L’aggettivo svitato si usa per definire ciò che non è più o non del tutto avvitato, nel senso di ‘fissato da viti’ (es. dado o bullone svitato, lento, allentato). In senso figurato, nel linguaggio famigliare svitato si dice invece di persona che si comporta in modo stravagante, bizzarro, sconclusionato, fuori dal comune: persona svitata (es. “Il mio amico è un po’ svitato, ma proprio per questo gli voglio bene”), probabilmente con riferimento al fatto che in questi casi la testa sembra non essere bene serrata sul collo e quindi poco salda, con significato contrario al detto “una persona con la testa sulle spalle”, ovvero seria, responsabile e posata.

In riferimento a questo secondo significato, sinonimi del termine svitato  possono essere considerati gli aggettivi strano, bizzarro, stravagante, strambo, strampalato, balzano, bislacco, balordo, mattoide, pazzoide, stralunato, squinternato, suonato, balengo, svampito, ecc. Possibili contrari di svitato sono invece: normale, serio, assennato, giudizioso, cauto, oculato, equilibrato, posato, composto, razionale, ecc.

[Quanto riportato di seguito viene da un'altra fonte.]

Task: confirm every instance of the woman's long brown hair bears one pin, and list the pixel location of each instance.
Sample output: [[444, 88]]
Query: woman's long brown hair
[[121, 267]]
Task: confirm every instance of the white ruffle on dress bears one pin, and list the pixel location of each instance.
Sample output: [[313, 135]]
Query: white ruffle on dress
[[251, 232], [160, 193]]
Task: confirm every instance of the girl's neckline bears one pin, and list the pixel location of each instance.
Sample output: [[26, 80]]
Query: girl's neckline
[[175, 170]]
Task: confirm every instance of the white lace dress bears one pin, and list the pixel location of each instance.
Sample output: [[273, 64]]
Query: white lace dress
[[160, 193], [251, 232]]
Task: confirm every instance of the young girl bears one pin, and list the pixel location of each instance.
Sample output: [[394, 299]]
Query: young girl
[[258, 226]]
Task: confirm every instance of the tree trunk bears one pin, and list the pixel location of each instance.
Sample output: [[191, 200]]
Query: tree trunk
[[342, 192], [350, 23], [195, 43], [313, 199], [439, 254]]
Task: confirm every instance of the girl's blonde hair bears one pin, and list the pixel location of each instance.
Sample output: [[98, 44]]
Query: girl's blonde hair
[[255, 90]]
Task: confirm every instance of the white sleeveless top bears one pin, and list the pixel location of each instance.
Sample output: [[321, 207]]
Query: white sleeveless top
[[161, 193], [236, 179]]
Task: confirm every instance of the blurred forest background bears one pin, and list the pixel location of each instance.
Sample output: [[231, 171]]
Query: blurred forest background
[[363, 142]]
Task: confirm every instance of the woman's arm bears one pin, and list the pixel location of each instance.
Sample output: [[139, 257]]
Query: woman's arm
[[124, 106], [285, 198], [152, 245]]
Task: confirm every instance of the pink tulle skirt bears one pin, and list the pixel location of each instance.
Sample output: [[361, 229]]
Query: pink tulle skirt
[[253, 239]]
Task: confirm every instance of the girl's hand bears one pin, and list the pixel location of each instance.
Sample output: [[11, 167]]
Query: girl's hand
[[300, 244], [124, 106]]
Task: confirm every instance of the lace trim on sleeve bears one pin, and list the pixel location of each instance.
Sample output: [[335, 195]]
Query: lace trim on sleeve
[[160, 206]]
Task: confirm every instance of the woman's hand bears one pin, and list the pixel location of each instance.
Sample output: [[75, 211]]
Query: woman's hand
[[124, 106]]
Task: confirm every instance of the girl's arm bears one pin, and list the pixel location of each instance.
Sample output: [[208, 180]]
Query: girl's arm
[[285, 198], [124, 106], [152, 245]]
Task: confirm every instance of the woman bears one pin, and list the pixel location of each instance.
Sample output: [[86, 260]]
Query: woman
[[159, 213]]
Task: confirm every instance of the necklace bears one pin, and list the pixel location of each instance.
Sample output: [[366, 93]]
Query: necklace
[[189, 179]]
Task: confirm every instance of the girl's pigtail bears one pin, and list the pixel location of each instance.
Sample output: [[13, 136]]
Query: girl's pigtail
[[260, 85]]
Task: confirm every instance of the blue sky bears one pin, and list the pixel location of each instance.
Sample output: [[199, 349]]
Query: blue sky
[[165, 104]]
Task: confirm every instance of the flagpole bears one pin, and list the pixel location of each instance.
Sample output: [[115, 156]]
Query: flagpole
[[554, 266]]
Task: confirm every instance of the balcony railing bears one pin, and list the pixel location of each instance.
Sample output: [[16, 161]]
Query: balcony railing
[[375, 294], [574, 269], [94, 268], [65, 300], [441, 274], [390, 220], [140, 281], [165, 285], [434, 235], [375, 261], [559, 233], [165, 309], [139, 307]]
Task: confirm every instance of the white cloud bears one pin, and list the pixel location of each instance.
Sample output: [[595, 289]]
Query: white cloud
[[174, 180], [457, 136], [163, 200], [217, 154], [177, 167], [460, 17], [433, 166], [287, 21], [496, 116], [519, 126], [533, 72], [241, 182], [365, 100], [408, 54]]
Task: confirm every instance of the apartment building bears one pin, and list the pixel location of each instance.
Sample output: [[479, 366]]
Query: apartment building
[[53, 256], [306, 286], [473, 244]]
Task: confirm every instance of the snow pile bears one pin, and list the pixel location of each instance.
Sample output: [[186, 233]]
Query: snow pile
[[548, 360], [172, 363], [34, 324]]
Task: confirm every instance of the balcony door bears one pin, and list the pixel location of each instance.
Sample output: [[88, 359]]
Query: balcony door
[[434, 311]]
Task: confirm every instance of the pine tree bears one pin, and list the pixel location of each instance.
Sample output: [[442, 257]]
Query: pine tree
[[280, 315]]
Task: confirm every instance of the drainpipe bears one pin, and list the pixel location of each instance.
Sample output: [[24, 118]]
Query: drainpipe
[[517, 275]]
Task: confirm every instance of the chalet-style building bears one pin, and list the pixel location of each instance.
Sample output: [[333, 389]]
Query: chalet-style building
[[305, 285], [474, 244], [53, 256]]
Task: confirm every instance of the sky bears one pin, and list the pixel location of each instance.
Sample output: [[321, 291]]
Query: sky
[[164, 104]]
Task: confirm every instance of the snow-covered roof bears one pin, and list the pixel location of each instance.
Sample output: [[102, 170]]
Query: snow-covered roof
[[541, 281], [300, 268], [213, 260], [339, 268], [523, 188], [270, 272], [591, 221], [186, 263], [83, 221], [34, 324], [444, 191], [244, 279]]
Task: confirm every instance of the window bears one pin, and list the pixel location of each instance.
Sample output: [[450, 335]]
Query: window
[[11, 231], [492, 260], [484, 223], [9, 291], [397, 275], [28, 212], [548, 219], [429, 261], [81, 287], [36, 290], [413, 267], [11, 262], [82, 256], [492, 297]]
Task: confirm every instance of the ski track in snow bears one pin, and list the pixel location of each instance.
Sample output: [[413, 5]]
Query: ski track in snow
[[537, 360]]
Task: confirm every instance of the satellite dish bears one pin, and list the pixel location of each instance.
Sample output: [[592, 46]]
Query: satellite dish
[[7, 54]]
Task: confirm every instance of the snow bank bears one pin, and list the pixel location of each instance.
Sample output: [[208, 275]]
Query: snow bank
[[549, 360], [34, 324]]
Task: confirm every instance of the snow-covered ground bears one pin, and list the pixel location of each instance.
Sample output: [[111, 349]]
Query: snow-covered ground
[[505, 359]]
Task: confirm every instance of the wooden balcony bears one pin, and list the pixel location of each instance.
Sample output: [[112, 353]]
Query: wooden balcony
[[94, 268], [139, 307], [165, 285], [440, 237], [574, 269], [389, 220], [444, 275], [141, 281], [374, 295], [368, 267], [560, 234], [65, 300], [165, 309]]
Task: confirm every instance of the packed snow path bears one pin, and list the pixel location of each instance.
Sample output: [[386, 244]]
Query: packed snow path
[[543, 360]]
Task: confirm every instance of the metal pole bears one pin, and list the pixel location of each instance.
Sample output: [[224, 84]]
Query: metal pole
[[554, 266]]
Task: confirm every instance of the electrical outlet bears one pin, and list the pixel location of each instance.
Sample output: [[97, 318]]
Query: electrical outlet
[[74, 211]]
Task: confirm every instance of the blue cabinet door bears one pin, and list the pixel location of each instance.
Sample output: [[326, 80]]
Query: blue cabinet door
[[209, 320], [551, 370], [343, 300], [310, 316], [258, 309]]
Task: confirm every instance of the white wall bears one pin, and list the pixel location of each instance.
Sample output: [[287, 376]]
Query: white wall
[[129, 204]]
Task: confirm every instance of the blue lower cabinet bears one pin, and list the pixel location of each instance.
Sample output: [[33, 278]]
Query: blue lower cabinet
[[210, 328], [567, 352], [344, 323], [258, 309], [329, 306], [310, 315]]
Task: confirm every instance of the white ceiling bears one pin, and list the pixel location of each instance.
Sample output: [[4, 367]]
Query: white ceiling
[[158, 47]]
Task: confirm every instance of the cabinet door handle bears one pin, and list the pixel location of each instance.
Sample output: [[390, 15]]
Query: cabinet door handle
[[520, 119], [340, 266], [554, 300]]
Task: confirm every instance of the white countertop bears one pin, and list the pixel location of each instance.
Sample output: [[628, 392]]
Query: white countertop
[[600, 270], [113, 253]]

“Lo svitato” è anche il titolo di una commedia uscita nel 1956 e diretta da Carlo Lizzani, incentrata sulle disavventure di Achille (qui interpretato da Dario Fo), ingenuo e stralunato fattorino di stazione desideroso di conquistare il cuore della bella Elena (Giorgia Moll), diventare giornalista  e  sbarcare così il lunario.